L’anemia emolitica autoimmune (AIHA) è mediata da anticorpi, e nella maggior parte dei casi l’immunoglobulina (Ig) G è l’anticorpo mediatore. Questo tipo di AIHA viene definito AIHA “caldo” perché gli anticorpi IgG si legano meglio alla temperatura del corpo. L’AIHA “freddo” è mediato dagli anticorpi IgM, che si legano al massimo a temperature inferiori a 37°C. L’AIHA causata da una reazione ai farmaci è rara, con un’incidenza annuale stimata di 1:1.000.000 per l’AIHA grave correlata ai farmaci.1 Questo articolo passa in rassegna la gestione dei tipi più comuni di AIHA, con particolare attenzione all’AIHA calda, fredda e indotta dai farmaci; la valutazione e la diagnosi dell’AIHA sono esaminate in un articolo separato.

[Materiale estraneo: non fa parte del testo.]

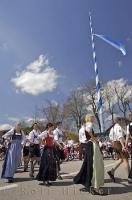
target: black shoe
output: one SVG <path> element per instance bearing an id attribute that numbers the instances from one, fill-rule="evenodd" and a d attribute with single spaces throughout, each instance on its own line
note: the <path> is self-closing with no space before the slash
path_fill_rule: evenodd
<path id="1" fill-rule="evenodd" d="M 49 187 L 51 184 L 49 182 L 45 182 L 45 186 Z"/>
<path id="2" fill-rule="evenodd" d="M 30 173 L 29 177 L 34 178 L 34 174 Z"/>
<path id="3" fill-rule="evenodd" d="M 91 194 L 92 195 L 100 195 L 100 196 L 105 196 L 105 195 L 107 195 L 106 193 L 104 193 L 104 191 L 96 191 L 96 190 L 94 190 L 94 189 L 92 189 L 91 190 Z"/>
<path id="4" fill-rule="evenodd" d="M 111 171 L 108 171 L 107 174 L 110 176 L 110 178 L 112 179 L 112 181 L 115 182 L 114 174 L 112 174 Z"/>
<path id="5" fill-rule="evenodd" d="M 132 184 L 132 178 L 128 178 L 128 183 Z"/>
<path id="6" fill-rule="evenodd" d="M 13 183 L 13 182 L 14 182 L 13 178 L 8 179 L 8 183 Z"/>
<path id="7" fill-rule="evenodd" d="M 62 176 L 60 176 L 60 175 L 57 177 L 57 179 L 58 180 L 63 180 Z"/>
<path id="8" fill-rule="evenodd" d="M 80 191 L 81 192 L 90 192 L 90 189 L 89 188 L 81 188 Z"/>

Anemia emolitica autoimmune calda

Nell’AIHA, l’emolisi è mediata da anticorpi che si legano alla superficie dei globuli rossi. L’AIHA in cui gli anticorpi IgG sono gli anticorpi incriminati viene definita AIHA calda. “Caldo” si riferisce al fatto che l’anticorpo si lega meglio alla temperatura corporea (37°C). Nell’AIHA caldo, i test mostreranno molecole IgG attaccate alla superficie dei globuli rossi, e il 50% dei pazienti mostrerà anche C3. Tra il 50% e il 90% dei casi di AIHA sono dovuti ad anticorpi caldi.2,3 L’incidenza dell’AIHA caldo varia a seconda delle serie, ma è di circa 1 caso ogni 100.000 pazienti all’anno; questa forma di emolisi colpisce le donne più frequentemente degli uomini.4,5

Opzioni terapeutiche

Prima linea

Steroidi. L’obiettivo della terapia nell’AIHA caldo può essere difficile da definire. Tuttavia, la maggior parte concorda sul fatto che un ematocrito superiore al 30% (o superiore per prevenire i sintomi) con un aumento minimo della conta dei reticolociti – che riflette un processo emolitico significativamente rallentato – è un obiettivo ragionevole. La gestione iniziale dell’AIHA caldo è il prednisone alla dose standard di 1 mg/kg al giorno (Tabella 1).6,7 I pazienti devono anche iniziare a prendere inibitori della pompa protonica per prevenire le ulcere. I pazienti possono impiegare fino a 3 settimane per rispondere alla terapia con prednisone. Una volta che l’ematocrito del paziente è superiore al 30%, il prednisone viene lentamente ridotto. Anche se circa l’80% dei pazienti risponde agli steroidi, solo il 30% può essere completamente eliminato dagli steroidi. Per i pazienti che possono essere mantenuti con una dose giornaliera di steroidi di 10 mg o meno, gli steroidi possono essere la terapia a lungo termine più ragionevole. Inoltre, poiché l’emolisi attiva porta a una maggiore richiesta di acido folico, ai pazienti con AIHA caldo viene spesso prescritto acido folico 1 mg al giorno per prevenire l’anemia megaloblastica dovuta alla carenza di acido folico.

Rituximab. Sempre più spesso, la terapia con rituximab (anti-CD20) viene aggiunta agli steroidi iniziali. Due studi clinici hanno mostrato un aumento delle risposte sia a lungo che a breve termine con l’uso del rituximab.8,9 Una considerazione importante è che la maggior parte dei pazienti risponde gradualmente al rituximab nel corso di settimane, quindi non ci si deve aspettare una risposta rapida. La maggior parte degli studi ha utilizzato il dosaggio tradizionale di 375 mg/m2 settimanali per 4 settimane. Queste risposte sembrano essere durevoli, ma come nella trombocitopenia immune (ITP), il trattamento ripetuto con rituximab è efficace.

I principali effetti collaterali del rituximab sono le reazioni all’infusione, che sono spesso peggiori con la prima dose. Queste reazioni possono essere controllate con antistaminici, steroidi e, per rigori gravi, meperidina. Raramente, i pazienti possono sviluppare neutropenia (circa 1:500) che sembra essere di natura autoimmune. Le infezioni sembrano essere solo minimamente aumentate con l’uso di rituximab.10 Un gruppo a rischio sono i portatori cronici del virus dell’epatite B, che possono avere una riattivazione del virus che può essere fatale. Pertanto, i pazienti considerati per il rituximab devono essere sottoposti a screening per lo stato di portatore del virus dell’epatite B.11 I pazienti che ricevono rituximab sono a rischio molto lieve di leucoencefalopatia multifocale progressiva, che è più comune nei pazienti con cancro e nei pazienti fortemente immunosoppressi. Il rischio complessivo non è noto ma è inferiore a 1:50.000.